# 5x110 to 5x112 adapter/wobble bolts - need help



## mystikail (Mar 15, 2010)

I keep finding wheels with the 5x110 bolt pattern that I want to buy, however the mkv has 5x112. The thinnest adapter I can find is 20mm and the wheels I want to buy are offset 35mm - 8.5". So I figure this will extend the wheel out 55mm from the stock position. Unsure if this will look bad, fit, etc. Looking for some input.
Also unsure about wobble bolts and whether I trust them...just looking for information on putting 5x110 wheels on 5x112 safely and without it looking stupid.

thanks.


----------



## MidnightG60 (Aug 16, 2004)

*Re: 5x110 to 5x112 adapter/wobble bolts - need help (mystikail)*

I too am trying to put 5X100 wheels on my MK6 GTI. Will wobble bolts work and where do you get them? I also am wondering if this is safe or not? 
I have a set of 17" OZ Superleggeras I want to put on so hopefully this will work


----------



## audi666 (Jul 8, 2003)

*Re: 5x110 to 5x112 adapter/wobble bolts - need help (mystikail)*

what wheels are you finding with 5x110? 
people run 5x114.3 on 5x112 and and the pcd diff is 2.3 and your would be 2... but id ask in mkV/VI


----------



## audi666 (Jul 8, 2003)

*Re: 5x110 to 5x112 adapter/wobble bolts - need help (MidnightG60)*


_Quote, originally posted by *MidnightG60* »_I too am trying to put 5X100 wheels on my MK6 GTI. Will wobble bolts work and where do you get them? I also am wondering if this is safe or not? 
I have a set of 17" OZ Superleggeras I want to put on so hopefully this will work









no. you cant run 5x100 wheels without adapters on a 5x112. 
also if you had them on your mkIV i doubt the ets would work for an mkVI with adapters.


----------



## mystikail (Mar 15, 2010)

*Re: 5x110 to 5x112 adapter/wobble bolts - need help (audi666)*

I think I've ruled out the adapters because with 8.5inch rims offset 35mm + 20mm for the adapters is gonna be a solid 2inches extended from where my stock wheels. 
The question still stands - will wobble nuts work? 
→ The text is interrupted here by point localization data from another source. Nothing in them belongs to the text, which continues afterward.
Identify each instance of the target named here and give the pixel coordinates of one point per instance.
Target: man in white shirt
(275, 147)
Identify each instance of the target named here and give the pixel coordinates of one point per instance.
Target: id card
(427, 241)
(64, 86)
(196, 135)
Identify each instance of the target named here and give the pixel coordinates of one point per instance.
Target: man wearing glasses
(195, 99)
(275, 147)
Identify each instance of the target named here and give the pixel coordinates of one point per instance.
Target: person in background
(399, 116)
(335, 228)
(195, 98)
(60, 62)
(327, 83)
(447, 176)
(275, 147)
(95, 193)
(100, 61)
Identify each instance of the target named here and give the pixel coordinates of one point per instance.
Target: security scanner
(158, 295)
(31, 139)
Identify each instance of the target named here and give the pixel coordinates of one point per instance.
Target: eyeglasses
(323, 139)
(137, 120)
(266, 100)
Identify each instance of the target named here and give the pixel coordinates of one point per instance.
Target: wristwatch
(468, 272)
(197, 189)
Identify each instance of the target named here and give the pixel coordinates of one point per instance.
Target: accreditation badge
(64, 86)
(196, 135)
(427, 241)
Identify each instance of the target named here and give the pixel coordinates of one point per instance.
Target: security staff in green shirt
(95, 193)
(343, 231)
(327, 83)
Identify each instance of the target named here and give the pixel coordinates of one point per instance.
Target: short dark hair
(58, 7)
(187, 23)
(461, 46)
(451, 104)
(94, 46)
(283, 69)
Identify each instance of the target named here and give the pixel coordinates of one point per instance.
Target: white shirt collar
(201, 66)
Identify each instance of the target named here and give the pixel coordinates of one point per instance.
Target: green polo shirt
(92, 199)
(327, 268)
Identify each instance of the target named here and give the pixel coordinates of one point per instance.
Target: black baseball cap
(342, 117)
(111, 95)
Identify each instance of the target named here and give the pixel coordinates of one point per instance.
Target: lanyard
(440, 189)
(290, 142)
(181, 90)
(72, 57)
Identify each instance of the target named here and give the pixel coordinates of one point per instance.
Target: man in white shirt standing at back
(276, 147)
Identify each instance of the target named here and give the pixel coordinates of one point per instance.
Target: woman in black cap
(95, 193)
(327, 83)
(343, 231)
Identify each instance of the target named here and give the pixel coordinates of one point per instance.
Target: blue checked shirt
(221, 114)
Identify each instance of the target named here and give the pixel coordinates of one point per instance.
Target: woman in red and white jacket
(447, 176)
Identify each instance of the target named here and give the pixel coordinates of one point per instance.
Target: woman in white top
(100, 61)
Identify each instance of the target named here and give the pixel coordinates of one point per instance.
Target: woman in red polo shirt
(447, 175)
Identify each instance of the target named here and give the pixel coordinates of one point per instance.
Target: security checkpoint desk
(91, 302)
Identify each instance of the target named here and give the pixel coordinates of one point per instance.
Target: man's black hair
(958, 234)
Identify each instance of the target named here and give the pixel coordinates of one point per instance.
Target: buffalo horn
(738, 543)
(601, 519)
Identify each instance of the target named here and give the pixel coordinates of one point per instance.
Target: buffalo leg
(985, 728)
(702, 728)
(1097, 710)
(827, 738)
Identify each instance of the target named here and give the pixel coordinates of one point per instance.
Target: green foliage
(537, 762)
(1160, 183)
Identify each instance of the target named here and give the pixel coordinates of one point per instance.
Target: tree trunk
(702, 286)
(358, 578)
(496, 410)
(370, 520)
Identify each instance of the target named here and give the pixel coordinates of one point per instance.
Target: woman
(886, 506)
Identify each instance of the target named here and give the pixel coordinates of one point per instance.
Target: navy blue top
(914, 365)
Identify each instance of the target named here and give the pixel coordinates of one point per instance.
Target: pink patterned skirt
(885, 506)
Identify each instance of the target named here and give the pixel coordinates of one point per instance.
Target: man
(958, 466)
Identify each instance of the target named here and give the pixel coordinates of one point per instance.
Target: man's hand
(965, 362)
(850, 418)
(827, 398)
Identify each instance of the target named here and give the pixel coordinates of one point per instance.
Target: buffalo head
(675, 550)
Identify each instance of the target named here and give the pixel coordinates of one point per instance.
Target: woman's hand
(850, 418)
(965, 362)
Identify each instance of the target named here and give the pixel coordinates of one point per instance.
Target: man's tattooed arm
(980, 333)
_Quote, originally posted by *audi666* »_
also if you had them on your mkIV i doubt the ets would work for an mkVI with adapters. 

Are you sure the traction control wouldn't work and why?


----------



## audi666 (Jul 8, 2003)

*Re: 5x110 to 5x112 adapter/wobble bolts - need help (mystikail)*


_Quote, originally posted by *mystikail* »_I think I've ruled out the adapters because with 8.5inch rims offset 35mm + 20mm for the adapters is gonna be a solid 2inches extended from where my stock wheels. 
The question still stands - will wobble nuts work? 
Are you sure the traction control wouldn't work and why?

1. yah.... 8.5 et 35mm will barely work anyways.
2. id ask in the mkV/mkVI since they use them alot for 5x114.3. They should i dont see why not.
3. traction control? i have no idea what your talking about...


----------



## mystikail (Mar 15, 2010)

*Re: 5x110 to 5x112 adapter/wobble bolts - need help (audi666)*


_Quote, originally posted by *audi666* »_
also if you had them on your mkIV i doubt the ets would work for an mkVI with adapters. 

I wasn't sure what you meant by ets so I guessed it was enhanced traction system... hence the comment about traction control.

Thanks for the input. I'll post in the other forum.


----------



## MarkeeeVR6 (Sep 17, 2002)

*Re: 5x110 to 5x112 adapter/wobble bolts - need help (audi666)*


_Quote, originally posted by *audi666* »_what wheels are you finding with 5x110? 
people run 5x114.3 on 5x112 and and the pcd diff is 2.3 and your would be 2... but id ask in mkV/VI

you can run 5x114.3 on a mk5/6 no problem an et of 35 is kinda borderline depending on how low you are


----------



## audi666 (Jul 8, 2003)

*Re: 5x110 to 5x112 adapter/wobble bolts - need help (MarkeeeVR6)*


_Quote, originally posted by *MarkeeeVR6* »_
you can run 5x114.3 on a mk5/6 no problem an et of 35 is kinda borderline depending on how low you are

yeah I thoughts that what I said.


----------